To this blurt of righteous anger, the iconoclasts add nuance: “To celebrate such people, to cast them in bronze, to put them on a stone pedestal in the most prominent parts of town, to surround them with flower beds, even just to tolerate their presence, is to rub salt into a wound that has no chance of healing for as long as they are there. If you won’t take them down, we will.”
This is powerful. And it prods me to try to compare the current moment to history’s other periods of iconoclasm. There have been plenty. In fact, wherever there is power, there are images of power, and wherever there are images of power, there is iconoclasm.
Art historians and theologians tend to focus on the religious roots of iconoclasm. (It is, strictly defined, a religious phenomenon.) The monotheistic religions — Judaism, Christianity and Islam — all have rules against worshiping images that act as stand-ins for God and thereby risk being mistaken for divinities themselves. (In the Old Testament, the relevant commandments are Nos. 1 and 2; in Islam, it is the Shahada, the first of the faith’s Five Pillars.)
A cult of icons developed in 8th-century Byzantium, where iconoclasm originated. Alternating emperors issued edicts banning and then permitting them. Interestingly, whenever a more permissive emperor took power, people were astonished to see the number of icons, thought destroyed, that suddenly emerged from hiding.
A notorious outbreak of iconoclasm occurred in the 16th century, during the Protestant Reformation. In England, monasteries were stripped of their contents, and holy images from across the country were shipped to London, where Thomas Cromwell, the king’s chief minister, staged public burnings.
Seven more years of destruction ensued under the boy-king, Edward VI. Orders were issued to “take away, utterly extinct and destroy all shrines . . . pictures, paintings, and all monuments of feigned miracles, pilgrimages, idolatry, and superstition; so that there remain no memory of the same.”
Put that way, it sounds quite exciting. But what was the motive?
The theological debate pales, I think, beside the political and psychological imperative. The key phrase comes at the end of the edict: All this should be destroyed “so that there remain no memory of the same.”
To take down offensive statues and images is to remove what you perceive as a moral stain. But it is also to destroy an aid to historical memory.
That is by no means always a bad thing. It can be exhausting and demoralizing always to have to remember. To be actively reminded against your will — as happens with public monuments — can be especially infuriating.

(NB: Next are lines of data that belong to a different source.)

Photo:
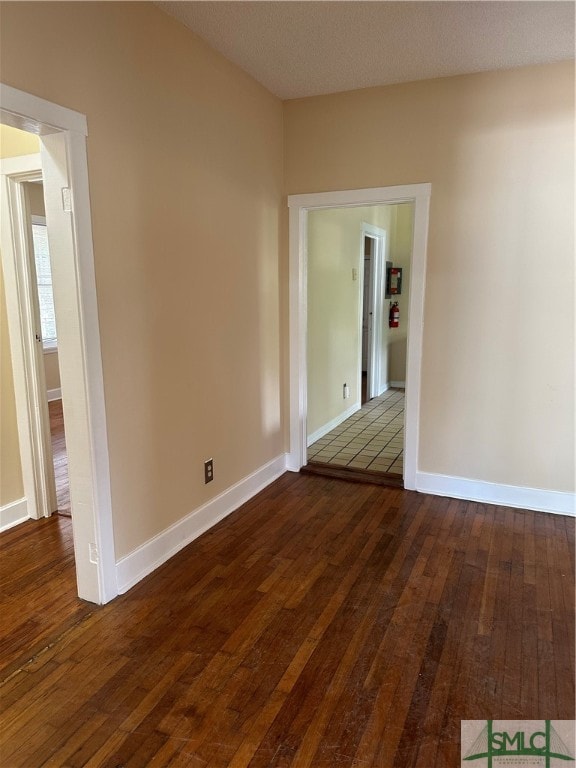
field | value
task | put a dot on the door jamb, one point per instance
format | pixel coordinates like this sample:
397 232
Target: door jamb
25 336
65 166
299 205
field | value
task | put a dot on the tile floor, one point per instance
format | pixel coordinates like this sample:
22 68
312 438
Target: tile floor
372 438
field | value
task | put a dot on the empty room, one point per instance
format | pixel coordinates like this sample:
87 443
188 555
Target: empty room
273 226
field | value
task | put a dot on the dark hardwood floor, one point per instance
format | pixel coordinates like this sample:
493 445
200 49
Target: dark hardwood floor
323 624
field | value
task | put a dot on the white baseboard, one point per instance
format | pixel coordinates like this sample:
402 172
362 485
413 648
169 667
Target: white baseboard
13 514
332 424
151 555
559 502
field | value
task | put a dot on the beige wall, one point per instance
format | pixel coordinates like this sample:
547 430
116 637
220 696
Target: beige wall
185 161
401 238
334 340
12 144
35 194
498 148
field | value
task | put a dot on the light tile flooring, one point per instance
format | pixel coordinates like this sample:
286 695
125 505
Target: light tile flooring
372 438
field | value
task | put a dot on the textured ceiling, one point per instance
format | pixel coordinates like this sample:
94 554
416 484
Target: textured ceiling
300 49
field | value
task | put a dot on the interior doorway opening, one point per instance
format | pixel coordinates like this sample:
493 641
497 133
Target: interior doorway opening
303 349
62 164
367 436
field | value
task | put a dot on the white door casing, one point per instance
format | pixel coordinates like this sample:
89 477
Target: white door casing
64 163
25 334
299 205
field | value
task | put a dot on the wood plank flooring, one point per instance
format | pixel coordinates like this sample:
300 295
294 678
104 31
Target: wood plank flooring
323 624
60 456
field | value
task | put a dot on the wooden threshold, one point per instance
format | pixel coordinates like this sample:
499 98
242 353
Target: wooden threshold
388 479
324 624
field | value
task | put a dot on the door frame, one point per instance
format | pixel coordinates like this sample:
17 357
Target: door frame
25 335
376 303
62 133
299 206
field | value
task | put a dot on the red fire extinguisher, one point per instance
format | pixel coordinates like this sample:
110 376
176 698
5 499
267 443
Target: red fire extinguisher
394 317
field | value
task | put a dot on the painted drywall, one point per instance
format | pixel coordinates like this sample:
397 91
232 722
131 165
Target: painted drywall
334 303
35 194
498 348
186 164
401 237
12 144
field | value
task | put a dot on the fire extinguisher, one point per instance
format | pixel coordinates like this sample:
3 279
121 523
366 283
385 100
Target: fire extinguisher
394 317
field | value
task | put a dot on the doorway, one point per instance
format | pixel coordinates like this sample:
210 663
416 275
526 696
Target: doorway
299 208
63 165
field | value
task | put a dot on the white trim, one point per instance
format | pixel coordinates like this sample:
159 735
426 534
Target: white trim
496 493
23 314
299 205
65 165
151 555
14 513
335 422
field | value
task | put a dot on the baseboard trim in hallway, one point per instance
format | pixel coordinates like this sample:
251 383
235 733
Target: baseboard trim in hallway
354 475
153 553
516 496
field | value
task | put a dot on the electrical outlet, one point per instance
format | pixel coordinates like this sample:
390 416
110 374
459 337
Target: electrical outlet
208 471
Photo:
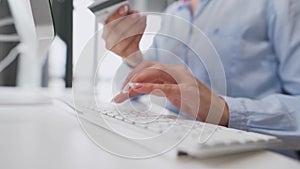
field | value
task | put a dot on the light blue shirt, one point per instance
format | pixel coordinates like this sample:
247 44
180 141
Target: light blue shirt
259 45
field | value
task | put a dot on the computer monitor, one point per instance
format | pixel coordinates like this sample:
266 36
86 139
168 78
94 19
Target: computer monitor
35 27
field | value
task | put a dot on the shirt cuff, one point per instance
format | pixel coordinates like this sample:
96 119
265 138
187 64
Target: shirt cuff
238 115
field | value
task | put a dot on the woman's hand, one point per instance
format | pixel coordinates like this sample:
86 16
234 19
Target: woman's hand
180 87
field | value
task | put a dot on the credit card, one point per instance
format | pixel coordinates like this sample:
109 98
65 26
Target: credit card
105 8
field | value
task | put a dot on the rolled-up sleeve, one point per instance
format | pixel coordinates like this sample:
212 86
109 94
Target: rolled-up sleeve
277 114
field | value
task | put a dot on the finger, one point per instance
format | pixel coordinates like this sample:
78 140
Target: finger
135 71
124 96
123 47
122 11
165 90
153 74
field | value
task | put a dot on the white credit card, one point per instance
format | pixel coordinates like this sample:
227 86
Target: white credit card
105 8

If, as an African American, you are out with your kids or walking to work, why should you have to pass by a giant statue of Robert E. Lee — a man who led the fight to maintain the enslavement of your people? Why should the city — your city, where you pay taxes — be planting flower beds around such a statue?
Take it down.
Every community, every nation, builds its identity on a strange weave of shared remembering and shared forgetting. Disagreements about what should be remembered and what forgotten can be productive and dynamic. But sometimes — like now — that dynamism spills over into anger and conflict.
History is contradictory. It is full of inspiring moments, inspiring people and inspiring institutions. These stories are important to tell. But we must be honest. History is also what James Joyce’s character Stephen Dedalus called “a nightmare from which I am trying to awake.” It is a long concatenation of what are often called “moral failures” but are more usefully seen as immoral successes: victories of greed, exploitation and the brutal exercise of power. The aftereffects of these traumatic “successes” continue to crash over us.
Which is why every nation struggles with shame.
Some things are so shameful that remembering them is not always the salve an enlightened consciousness would like it to be. James Fenton, in his poem “A German Requiem,” caught the feeling of shame in The Post-World War II German psyche when he wrote: “How comforting it is, once or twice a year,/ To get together and forget the old times.”
Almost a century after the rampage inspired by Cromwell, a second wave of iconoclasm swept through England. Even as it seeded what grew into the United States of America, this second, Puritan wave led to destruction far worse than during the Reformation. All holy days, including Christmas, were banned. Shakespeare’s Globe Theatre was pulled down. The king was executed.
Commissioners were appointed to “demolish and remove out of churches and chapels all images, altars . . . crucifixes, superstitious pictures, and monuments and relics of idolatry.” England’s great cathedrals were ransacked, burned, transformed into military barracks or marketplaces.
All this transcended theology. It was political. It was an attempt to dismember the entire visual infrastructure of Charles’s monarchy. “As a result of this holocaust,” wrote the historian Roy Strong, “little remains today to evoke the magnificence of Tudor and Stuart regal splendor.”
Just as it is doubtful that 17th-century Puritans would have lamented the loss of anything that evoked “the magnificence of Tudor and Stuart regal splendor,” it is hard for those who loathe the institution of slavery to lament the loss of statues, or plantations, or movies or any other material legacy that evoke the so-called splendor of the antebellum South.
And yet it’s also true that sometimes, for some people, the passage of time alters their perspective, and makes them more eager to remember — both the good and the bad.